Ireland's tax revenues fell behind target by around half a billion euros in the 11 months to November, data showed on Friday, underlining the growing challenge facing the government as prepares to unveil its fiscal plans for next year.

Ireland has pledged to shrink its budget deficit to 10.3 percent of gross domestic product (GDP) this year under its IMF-EU bailout, and looks likely to meet that goal due to a tight lid on spending, which was 2.4 percent below target.

But with the tax revenues 1.6 percent behind target, up from 0.7 percent last month, analysts are warning that it may be difficult to hit nest year's targets.

The worrying thing is the trend in revenue is weakening and that has to be a concern, said Alan McQuaid, chief economist at Bloxham Stockbrokers.

There is a risk that the budget deficit will be higher rather than lower in 2012, even if it is on target this year, he said.

The government is already under pressure over planned cutbacks in an austerity budget to be announced on Monday and Tuesday that is expected to take 3.8 billion euros out of the economy.

Analysts have warned that slowing growth could force it to ramp up austerity measures even further.

The government has said it plans to increase the VAT rate by two points to 23 percent at the budget, but a 4.6 percent shortfall in VAT receipts in November indicates it may struggle to secure the 670 million euro boost it hopes to get from the measure.

Clearly the numbers here today indicate you are going to have difficulty, McQuaid said.

Corporation tax was 6.3 percent behind target and income tax receipts were 2.1 behind in November, the most important month of the year for tax collection due to end-of-year tax deadlines.

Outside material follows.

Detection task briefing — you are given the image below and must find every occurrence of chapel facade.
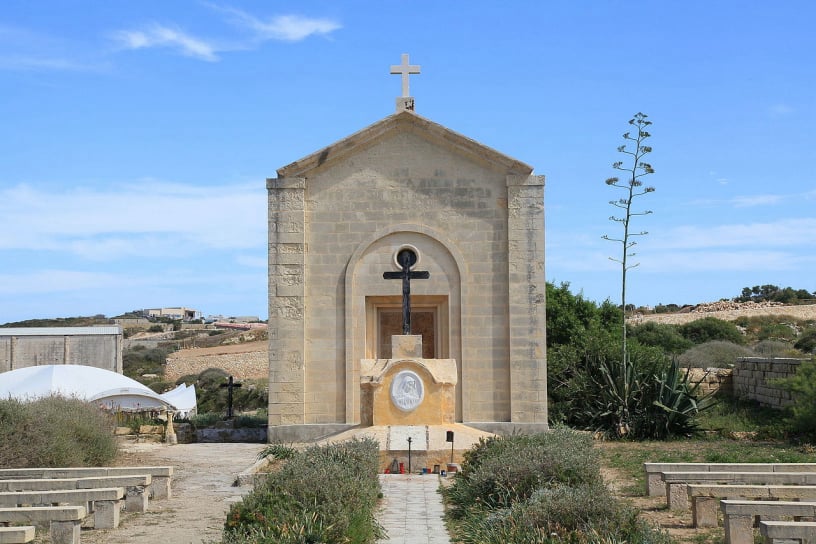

Overall, Ireland's budget shortfall widened to 21.4 billion euros to the end of November from 13.4 billion euros a year ago, largely due to capital injections into the country's lenders.

Stripping out the near 11 billion euros in capital funnelled to the banks and including a 1 billion euros gain from the sale of part of the state's share in Bank of Ireland , the underlying deficit fell by over 1.6 billion euros.

Expenditure was down came in below target, mainly due to capital expenditure cuts, which were 11.7 percent, or 406 million euros bellow target.